Larger publishing organizations of the likes of Rogers and Transcontinental have the means to do this, if they wish, which they undoubtedly do. But there is a real opportunity here for the magazine industry to work together to create a plain vanilla, open source application that would allow print content from smaller and independent magazines to be ported to the iPad, iPhone and other electronic reading devices such as the Kindle. Or to make a partnership with a private sector provider to do it on their behalf. All for an annual or one-time fee small enough to be a no-brainer.
This would be similar to the digital newsstand deal that Magazines Canada entered into with Zinio to deliver pdf versions of their members' magazines. However, that is only one way that digital versions can be delivered to readers and not everyone will want to go the "flip book" route; many others will want to be able to deliver content in a way that takes best advantage of the capabilities of the new e-readers.
For readers, it has to be a simple as downloading some sort of "mag-app" from iTunes or similar sources for free or for a small fee. For magazines, there has to be a reasonably straightforward and inexpensive way to convert content from page format to electronic format that enhances the readers' experience. In other words, the whole back end has to be easy for the magazine and virtually invisible to the reader.

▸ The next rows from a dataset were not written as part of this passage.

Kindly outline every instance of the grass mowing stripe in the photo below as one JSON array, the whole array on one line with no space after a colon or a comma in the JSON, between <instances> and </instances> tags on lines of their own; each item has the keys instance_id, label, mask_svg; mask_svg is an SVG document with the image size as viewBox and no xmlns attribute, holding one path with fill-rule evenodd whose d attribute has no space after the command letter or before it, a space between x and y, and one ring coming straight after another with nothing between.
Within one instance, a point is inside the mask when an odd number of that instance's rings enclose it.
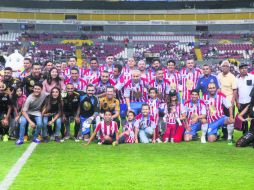
<instances>
[{"instance_id":1,"label":"grass mowing stripe","mask_svg":"<svg viewBox=\"0 0 254 190\"><path fill-rule=\"evenodd\" d=\"M9 189L10 185L15 180L16 176L19 174L21 168L26 163L27 159L30 157L30 155L32 154L36 146L37 146L36 143L31 143L30 146L23 153L23 155L14 164L10 172L7 174L4 180L0 183L1 190Z\"/></svg>"}]
</instances>

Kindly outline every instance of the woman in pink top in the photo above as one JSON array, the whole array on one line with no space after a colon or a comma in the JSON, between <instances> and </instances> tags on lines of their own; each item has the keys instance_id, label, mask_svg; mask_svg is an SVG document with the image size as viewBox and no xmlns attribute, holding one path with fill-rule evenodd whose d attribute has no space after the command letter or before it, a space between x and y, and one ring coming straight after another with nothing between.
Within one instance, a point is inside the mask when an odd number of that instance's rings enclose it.
<instances>
[{"instance_id":1,"label":"woman in pink top","mask_svg":"<svg viewBox=\"0 0 254 190\"><path fill-rule=\"evenodd\" d=\"M52 88L57 87L60 90L65 89L64 81L61 80L57 68L53 67L49 70L48 77L43 81L43 90L46 93L50 93Z\"/></svg>"}]
</instances>

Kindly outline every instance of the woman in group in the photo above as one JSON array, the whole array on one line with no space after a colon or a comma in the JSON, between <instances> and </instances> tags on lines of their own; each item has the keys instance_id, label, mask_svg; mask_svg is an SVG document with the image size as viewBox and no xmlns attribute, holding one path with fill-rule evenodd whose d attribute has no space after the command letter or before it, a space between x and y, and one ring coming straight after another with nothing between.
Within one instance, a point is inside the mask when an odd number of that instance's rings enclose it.
<instances>
[{"instance_id":1,"label":"woman in group","mask_svg":"<svg viewBox=\"0 0 254 190\"><path fill-rule=\"evenodd\" d=\"M43 81L43 90L46 93L50 93L54 87L60 90L65 89L64 81L60 78L57 68L53 67L49 70L47 79Z\"/></svg>"},{"instance_id":2,"label":"woman in group","mask_svg":"<svg viewBox=\"0 0 254 190\"><path fill-rule=\"evenodd\" d=\"M14 90L13 96L12 96L12 102L13 102L13 108L14 108L14 132L15 132L15 137L18 138L18 132L16 129L19 125L19 118L22 115L21 109L26 101L26 95L23 93L22 87L18 87L17 89ZM28 140L28 124L25 129L25 136L24 136L24 141Z\"/></svg>"},{"instance_id":3,"label":"woman in group","mask_svg":"<svg viewBox=\"0 0 254 190\"><path fill-rule=\"evenodd\" d=\"M43 141L47 142L47 136L50 136L51 140L60 142L60 130L61 130L61 115L62 115L62 100L61 91L57 87L53 87L49 96L45 99L42 107L43 116L43 129L42 137ZM52 125L55 123L55 134L52 130ZM49 134L47 134L47 131Z\"/></svg>"}]
</instances>

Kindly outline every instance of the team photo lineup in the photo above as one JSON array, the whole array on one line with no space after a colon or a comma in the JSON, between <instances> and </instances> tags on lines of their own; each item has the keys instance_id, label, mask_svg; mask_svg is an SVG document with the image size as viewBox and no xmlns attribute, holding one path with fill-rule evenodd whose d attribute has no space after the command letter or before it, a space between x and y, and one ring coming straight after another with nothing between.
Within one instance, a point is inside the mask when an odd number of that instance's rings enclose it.
<instances>
[{"instance_id":1,"label":"team photo lineup","mask_svg":"<svg viewBox=\"0 0 254 190\"><path fill-rule=\"evenodd\" d=\"M23 71L5 67L2 140L22 145L73 139L86 146L225 140L237 147L253 141L249 64L225 59L214 71L191 57L181 65L159 58L150 64L115 60L112 54L103 63L92 57L79 67L75 56L44 64L25 58ZM235 129L242 131L240 139L233 138Z\"/></svg>"}]
</instances>

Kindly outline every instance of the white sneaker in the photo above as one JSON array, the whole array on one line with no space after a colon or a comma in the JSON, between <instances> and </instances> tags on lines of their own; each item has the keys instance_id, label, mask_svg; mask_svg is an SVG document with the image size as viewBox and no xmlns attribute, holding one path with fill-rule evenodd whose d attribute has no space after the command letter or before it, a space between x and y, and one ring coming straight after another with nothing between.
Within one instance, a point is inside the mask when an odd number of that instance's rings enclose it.
<instances>
[{"instance_id":1,"label":"white sneaker","mask_svg":"<svg viewBox=\"0 0 254 190\"><path fill-rule=\"evenodd\" d=\"M79 142L79 139L74 137L74 141L75 142Z\"/></svg>"},{"instance_id":2,"label":"white sneaker","mask_svg":"<svg viewBox=\"0 0 254 190\"><path fill-rule=\"evenodd\" d=\"M206 139L205 139L205 137L201 137L201 143L206 143Z\"/></svg>"}]
</instances>

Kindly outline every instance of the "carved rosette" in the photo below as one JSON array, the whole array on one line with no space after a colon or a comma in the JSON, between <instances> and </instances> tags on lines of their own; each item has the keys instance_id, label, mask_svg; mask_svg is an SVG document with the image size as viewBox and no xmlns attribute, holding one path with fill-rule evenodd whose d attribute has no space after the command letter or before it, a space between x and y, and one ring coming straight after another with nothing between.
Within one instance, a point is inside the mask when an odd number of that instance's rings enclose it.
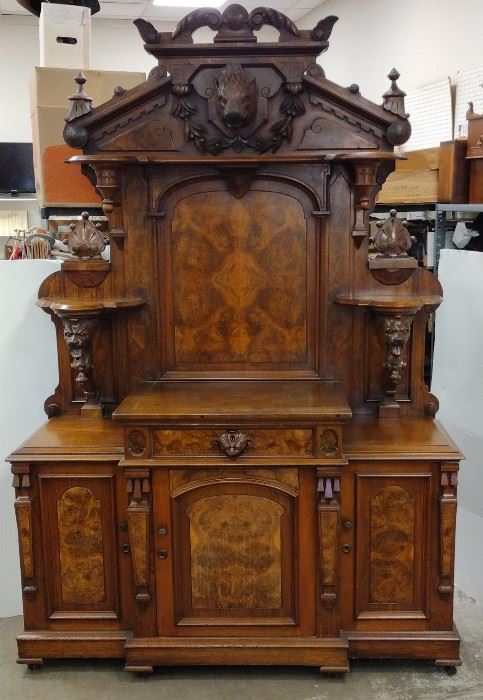
<instances>
[{"instance_id":1,"label":"carved rosette","mask_svg":"<svg viewBox=\"0 0 483 700\"><path fill-rule=\"evenodd\" d=\"M396 394L406 369L406 362L402 357L411 335L411 325L415 315L415 310L381 315L386 359L383 363L384 399L379 407L379 415L399 412Z\"/></svg>"},{"instance_id":2,"label":"carved rosette","mask_svg":"<svg viewBox=\"0 0 483 700\"><path fill-rule=\"evenodd\" d=\"M377 163L361 162L354 165L354 228L352 236L359 247L369 233L369 212L374 208L374 199L379 189Z\"/></svg>"},{"instance_id":3,"label":"carved rosette","mask_svg":"<svg viewBox=\"0 0 483 700\"><path fill-rule=\"evenodd\" d=\"M227 430L214 443L227 457L239 457L247 449L250 440L241 430Z\"/></svg>"},{"instance_id":4,"label":"carved rosette","mask_svg":"<svg viewBox=\"0 0 483 700\"><path fill-rule=\"evenodd\" d=\"M32 498L29 465L12 467L13 487L15 489L15 516L18 528L20 550L20 571L22 591L29 598L35 597L37 583L35 580L34 546L32 531Z\"/></svg>"},{"instance_id":5,"label":"carved rosette","mask_svg":"<svg viewBox=\"0 0 483 700\"><path fill-rule=\"evenodd\" d=\"M151 602L149 590L151 475L147 469L130 469L126 471L126 477L127 492L130 496L127 523L136 589L135 598L139 607L144 608Z\"/></svg>"},{"instance_id":6,"label":"carved rosette","mask_svg":"<svg viewBox=\"0 0 483 700\"><path fill-rule=\"evenodd\" d=\"M110 218L114 207L119 204L119 168L112 165L92 165L96 174L96 188L102 195L102 211Z\"/></svg>"},{"instance_id":7,"label":"carved rosette","mask_svg":"<svg viewBox=\"0 0 483 700\"><path fill-rule=\"evenodd\" d=\"M80 221L70 225L67 241L69 250L81 260L100 258L106 244L100 224L93 224L89 214L83 211Z\"/></svg>"},{"instance_id":8,"label":"carved rosette","mask_svg":"<svg viewBox=\"0 0 483 700\"><path fill-rule=\"evenodd\" d=\"M340 476L320 476L317 482L320 598L326 610L337 601L340 537Z\"/></svg>"},{"instance_id":9,"label":"carved rosette","mask_svg":"<svg viewBox=\"0 0 483 700\"><path fill-rule=\"evenodd\" d=\"M456 509L458 503L457 486L458 463L444 463L441 466L441 491L439 497L440 580L438 591L442 596L453 593Z\"/></svg>"}]
</instances>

Big U.S. magazine and textbook publishers have signed deals to make their material available for the iPad, iPhone and the iPod Touch . Some work through an arrangement with ScrollMotion, a company that created an application called Iceberg Reader. But such an arrangement is probably way beyond the means of individual smaller magazine publishers. If ever there was a time when collaborative effort is called for, this is it.
Of course, not everyone is convinced that they want to or can deliver their content digitally, or that they can make any money at it. But probably just as many would be eager to take part in something made affordable because it had a critical mass of participants. And the only practical way for that to happen is if an organization like Magazines Canada were to front the process, pull together a working group to draw up the specs and negotiate whatever deals are necessary to keep Canada's many small- and medium-sized magazines in the loop on this rapidly emerging field.